[PATCH] mm: cma: report correct node id
Kefeng Wang
wangkefeng.wang at huawei.com
Wed Nov 1 19:55:17 PDT 2023
On 2023/11/2 1:29, Nathan Chancellor wrote:
> Hi Kefeng,
>
> On Mon, Oct 30, 2023 at 05:34:32PM +0800, Kefeng Wang wrote:
>> On 2023/10/26 0:37, Nathan Chancellor wrote:
>>> On Thu, Oct 19, 2023 at 09:32:53AM +0800, Kefeng Wang wrote:
>>>> Use early_pfn_to_nid() to get correct node id from base instead of
>>>> the default NUMA_NO_NODE in cma_declare_contiguous_nid().
>>>>
>>>> Signed-off-by: Kefeng Wang <wangkefeng.wang at huawei.com>
>>>> ---
>>>> mm/cma.c | 3 +++
>>>> 1 file changed, 3 insertions(+)
>>>>
>>>> diff --git a/mm/cma.c b/mm/cma.c
>>>> index 2b2494fd6b59..97c27e5fe1a2 100644
>>>> --- a/mm/cma.c
>>>> +++ b/mm/cma.c
>>>> @@ -375,6 +375,9 @@ int __init cma_declare_contiguous_nid(phys_addr_t base,
>>>> if (ret)
>>>> goto free_mem;
>>>> + if (nid == NUMA_NO_NODE)
>>>> + nid = early_pfn_to_nid(PHYS_PFN(base));
>>>> +
>>>> pr_info("Reserved %ld MiB at %pa on node %d\n", (unsigned long)size / SZ_1M,
>>>> &base, nid);
>>>> return 0;
>>>> --
>>>> 2.27.0
>>>>
>>>
>>> I bisected a RISC-V boot failure in QEMU to this change in -next. It
>>> happens with OpenSUSE's RISC-V configuration [1], which I was able to
>>> narrow down to the follow configurations on top of defconfig:
>>>
>>
>> I think the root cause is the bad node info of memory address, meanwhile,
>> the riscv's cma reserve is before numa init, see the following log,
>>
>> [ 0.000000] cma: Reserved 16 MiB at 0x000000009f000000 on node 4
>> [ 0.000000] NUMA: Faking a node at [mem
>> 0x0000000080000000-0x000000009fffffff]

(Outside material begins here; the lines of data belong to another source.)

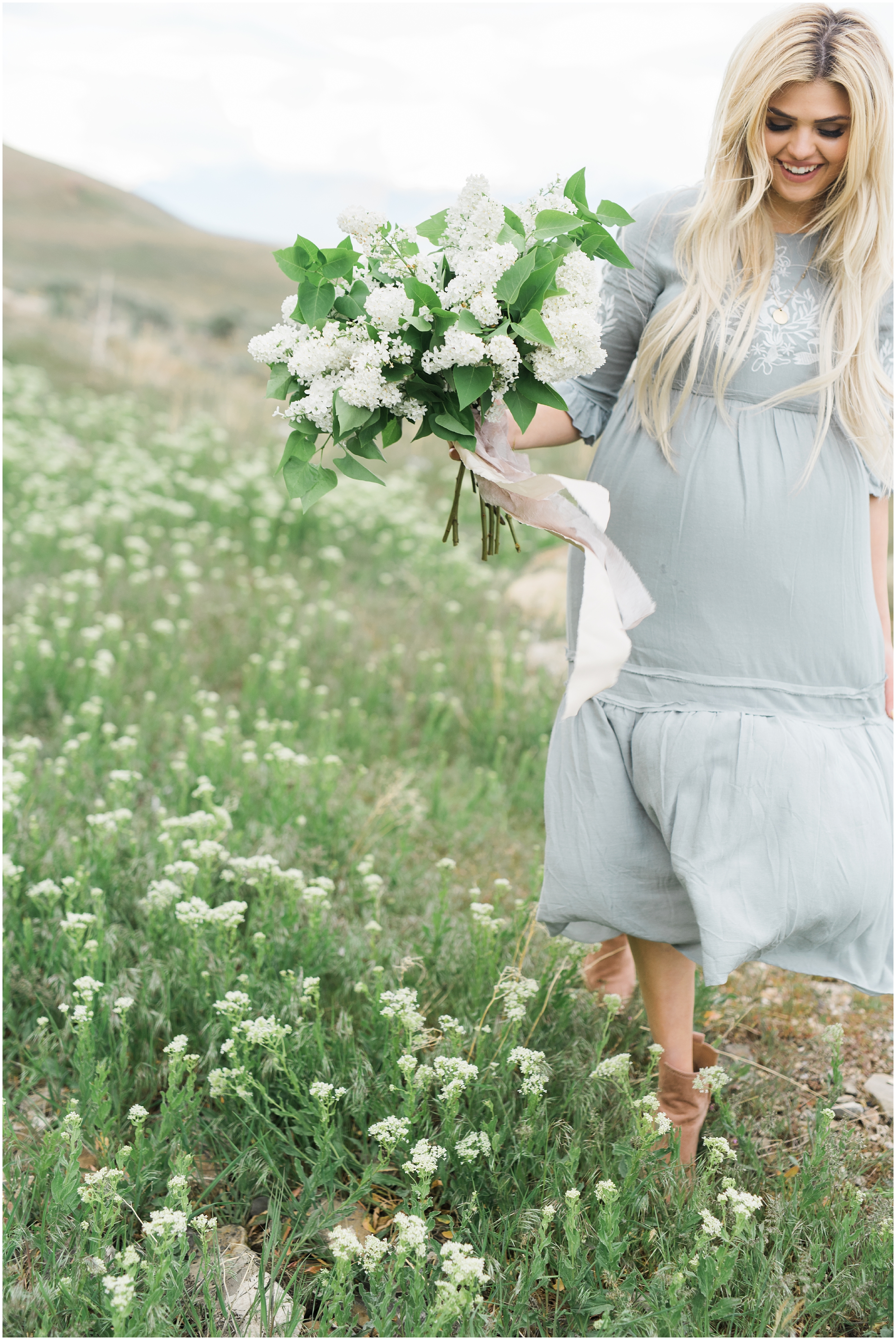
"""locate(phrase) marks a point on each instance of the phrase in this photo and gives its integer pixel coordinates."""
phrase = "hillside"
(65, 230)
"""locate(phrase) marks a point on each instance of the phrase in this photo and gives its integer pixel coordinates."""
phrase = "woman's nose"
(801, 145)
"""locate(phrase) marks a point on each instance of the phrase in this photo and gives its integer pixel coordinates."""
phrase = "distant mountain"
(254, 200)
(63, 231)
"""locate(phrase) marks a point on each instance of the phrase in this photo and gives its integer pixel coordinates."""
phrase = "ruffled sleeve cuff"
(590, 416)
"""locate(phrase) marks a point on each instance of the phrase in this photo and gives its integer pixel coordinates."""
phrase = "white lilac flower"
(461, 349)
(613, 1069)
(389, 307)
(516, 992)
(454, 1075)
(365, 225)
(373, 1253)
(718, 1150)
(471, 1146)
(264, 1032)
(121, 1291)
(424, 1161)
(412, 1235)
(164, 1222)
(343, 1244)
(578, 348)
(710, 1078)
(402, 1006)
(534, 1070)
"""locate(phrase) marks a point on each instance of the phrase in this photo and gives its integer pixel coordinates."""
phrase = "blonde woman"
(729, 798)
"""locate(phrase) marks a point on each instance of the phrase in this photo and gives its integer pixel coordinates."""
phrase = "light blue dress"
(732, 794)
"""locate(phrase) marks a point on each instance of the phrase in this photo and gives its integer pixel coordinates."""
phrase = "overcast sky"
(262, 120)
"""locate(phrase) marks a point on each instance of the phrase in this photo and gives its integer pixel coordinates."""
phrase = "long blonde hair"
(725, 248)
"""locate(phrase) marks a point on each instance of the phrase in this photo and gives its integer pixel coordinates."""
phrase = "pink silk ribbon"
(614, 597)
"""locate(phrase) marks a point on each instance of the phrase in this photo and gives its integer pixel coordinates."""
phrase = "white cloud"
(413, 96)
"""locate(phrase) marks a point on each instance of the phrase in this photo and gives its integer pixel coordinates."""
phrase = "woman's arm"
(550, 428)
(879, 547)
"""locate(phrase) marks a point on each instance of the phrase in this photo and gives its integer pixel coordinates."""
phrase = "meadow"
(286, 1051)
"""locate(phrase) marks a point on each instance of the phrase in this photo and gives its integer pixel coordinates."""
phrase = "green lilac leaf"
(523, 410)
(532, 327)
(471, 382)
(356, 471)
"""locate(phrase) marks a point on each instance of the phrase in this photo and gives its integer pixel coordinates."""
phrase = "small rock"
(848, 1110)
(881, 1090)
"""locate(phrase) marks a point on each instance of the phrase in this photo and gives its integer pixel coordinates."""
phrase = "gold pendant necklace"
(781, 315)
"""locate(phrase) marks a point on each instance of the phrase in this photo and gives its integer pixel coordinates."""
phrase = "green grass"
(347, 699)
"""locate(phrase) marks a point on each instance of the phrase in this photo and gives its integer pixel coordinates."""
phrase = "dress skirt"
(730, 837)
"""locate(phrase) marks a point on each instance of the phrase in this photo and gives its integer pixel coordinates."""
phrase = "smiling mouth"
(797, 174)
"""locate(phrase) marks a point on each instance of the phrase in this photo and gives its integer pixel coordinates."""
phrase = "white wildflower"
(710, 1078)
(613, 1069)
(534, 1070)
(164, 1222)
(345, 1245)
(454, 1074)
(471, 1146)
(424, 1160)
(412, 1233)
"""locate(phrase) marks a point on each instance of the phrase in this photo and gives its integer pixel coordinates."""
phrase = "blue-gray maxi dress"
(732, 794)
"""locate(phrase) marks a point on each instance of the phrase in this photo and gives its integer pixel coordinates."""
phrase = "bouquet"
(497, 307)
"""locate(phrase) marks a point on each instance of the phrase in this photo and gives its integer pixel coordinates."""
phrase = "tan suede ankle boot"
(685, 1106)
(611, 971)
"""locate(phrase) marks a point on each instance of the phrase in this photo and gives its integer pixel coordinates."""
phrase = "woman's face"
(807, 136)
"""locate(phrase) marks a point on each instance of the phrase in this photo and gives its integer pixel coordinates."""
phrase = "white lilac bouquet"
(497, 307)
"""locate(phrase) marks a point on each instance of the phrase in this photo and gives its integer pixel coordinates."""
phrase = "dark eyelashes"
(779, 130)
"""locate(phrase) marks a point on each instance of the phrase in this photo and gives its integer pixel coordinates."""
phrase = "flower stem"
(452, 528)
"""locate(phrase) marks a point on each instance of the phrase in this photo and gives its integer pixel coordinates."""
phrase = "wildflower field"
(286, 1052)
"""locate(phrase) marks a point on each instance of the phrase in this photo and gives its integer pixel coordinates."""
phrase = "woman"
(729, 798)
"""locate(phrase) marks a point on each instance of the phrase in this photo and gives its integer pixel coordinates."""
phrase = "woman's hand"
(548, 428)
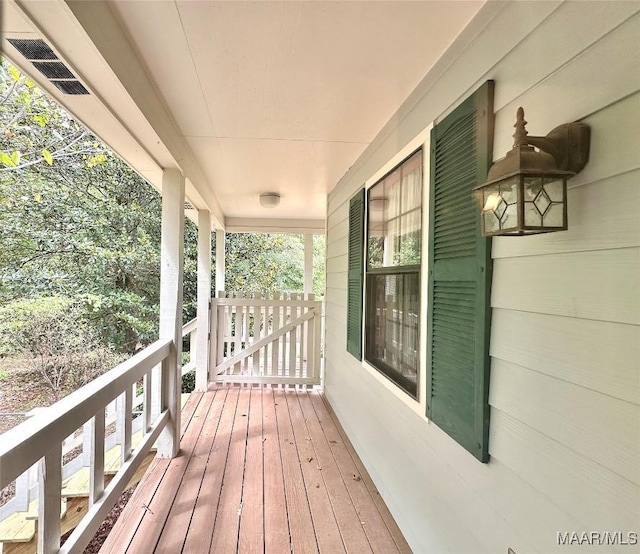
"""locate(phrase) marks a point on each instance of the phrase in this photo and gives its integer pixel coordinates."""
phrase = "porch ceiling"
(244, 97)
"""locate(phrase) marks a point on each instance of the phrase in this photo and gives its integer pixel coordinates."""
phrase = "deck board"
(260, 470)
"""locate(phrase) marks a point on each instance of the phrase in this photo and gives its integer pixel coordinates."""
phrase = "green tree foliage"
(264, 263)
(77, 223)
(62, 346)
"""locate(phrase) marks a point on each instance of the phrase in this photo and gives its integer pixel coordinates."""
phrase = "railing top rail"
(189, 327)
(266, 302)
(25, 444)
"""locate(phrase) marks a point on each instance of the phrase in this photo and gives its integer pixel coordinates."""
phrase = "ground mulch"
(21, 390)
(103, 531)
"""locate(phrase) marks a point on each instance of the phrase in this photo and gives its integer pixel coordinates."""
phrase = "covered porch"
(259, 469)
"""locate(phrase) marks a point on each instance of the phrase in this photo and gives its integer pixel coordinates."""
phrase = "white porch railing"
(42, 436)
(26, 488)
(266, 340)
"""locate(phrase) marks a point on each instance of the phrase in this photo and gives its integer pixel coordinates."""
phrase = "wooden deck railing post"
(171, 270)
(200, 345)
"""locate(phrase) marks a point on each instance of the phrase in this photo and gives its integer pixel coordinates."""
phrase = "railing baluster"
(317, 342)
(50, 485)
(123, 424)
(293, 341)
(96, 466)
(275, 363)
(21, 498)
(147, 384)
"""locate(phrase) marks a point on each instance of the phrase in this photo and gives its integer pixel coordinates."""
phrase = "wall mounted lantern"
(526, 191)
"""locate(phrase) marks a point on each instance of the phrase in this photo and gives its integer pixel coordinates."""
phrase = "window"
(394, 237)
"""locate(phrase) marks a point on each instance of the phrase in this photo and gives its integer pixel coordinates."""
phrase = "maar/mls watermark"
(598, 538)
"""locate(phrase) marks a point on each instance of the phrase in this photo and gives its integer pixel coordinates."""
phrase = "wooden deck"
(259, 470)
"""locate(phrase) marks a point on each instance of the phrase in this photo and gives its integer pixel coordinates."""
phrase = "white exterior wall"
(565, 337)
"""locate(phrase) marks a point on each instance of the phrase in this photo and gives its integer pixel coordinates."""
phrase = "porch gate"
(266, 340)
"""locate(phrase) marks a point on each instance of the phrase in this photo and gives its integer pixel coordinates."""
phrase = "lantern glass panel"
(532, 217)
(532, 187)
(554, 216)
(510, 217)
(491, 222)
(554, 189)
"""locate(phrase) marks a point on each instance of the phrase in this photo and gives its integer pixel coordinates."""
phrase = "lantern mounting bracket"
(568, 144)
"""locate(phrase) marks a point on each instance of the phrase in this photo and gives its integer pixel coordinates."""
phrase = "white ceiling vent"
(44, 59)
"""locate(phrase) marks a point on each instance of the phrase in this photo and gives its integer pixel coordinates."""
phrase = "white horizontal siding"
(595, 425)
(565, 344)
(591, 354)
(601, 284)
(596, 496)
(603, 215)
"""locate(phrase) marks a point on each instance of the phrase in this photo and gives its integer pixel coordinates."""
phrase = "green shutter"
(356, 275)
(460, 275)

>> [ 0.000000] NUMA: NODE_DATA [mem 0x9eff2780-0x9eff3fff]
>> [ 0.000000] NUMA: NODE_DATA(0) on node 4 // should be node 0
>> [ 0.000000] [ff1c000002000000-ff1c000002000fff] potential offnode
>> page_structs
>>
>> additional, early_pfn_to_nid will cache the recent lookups of pfn-to-nid,
>> which
>> led to the next early_pfn_to_nid get the cache nid, not the new nid(changed
>> by numa init),
>>
>> setup_arch
>> paging_init
>> dma_contiguous_reserve
>> cma_declare_contiguous_nid // 9f000000 node 4
>> early_pfn_to_nid // 1. lookup memblk, pfn=9f000, nid=4 cached
>> misc_mem_init
>> arch_numa_init
>> numa_init
>> dummy_numa_init
>> numa_add_memblk // 2. setup new nid of memblk
>> numa_register_nodes
>> setup_node_data
>> early_pfn_to_nid // 3. *but still use cached pfn,nid*
>> mm_core_init
>> mem_init
>> memblock_free_all
>> __free_pages_core // 4. check page and find bad page
>>
>> Firstly, 9f000000 on nid=4 should be fixed in firmware(I don't know where
>> store this infomation), secondly, if we want to fix it or avoid
>
> I believe the firmware for QEMU is just OpenSBI but that is about all I
> know, I am not a RISC-V developer. >
> I've explicitly added some RISC-V folks, the start of the thread is
> available at
> https://lore.kernel.org/20231025163703.GA2440148@dev-arch.thelio-3990X/.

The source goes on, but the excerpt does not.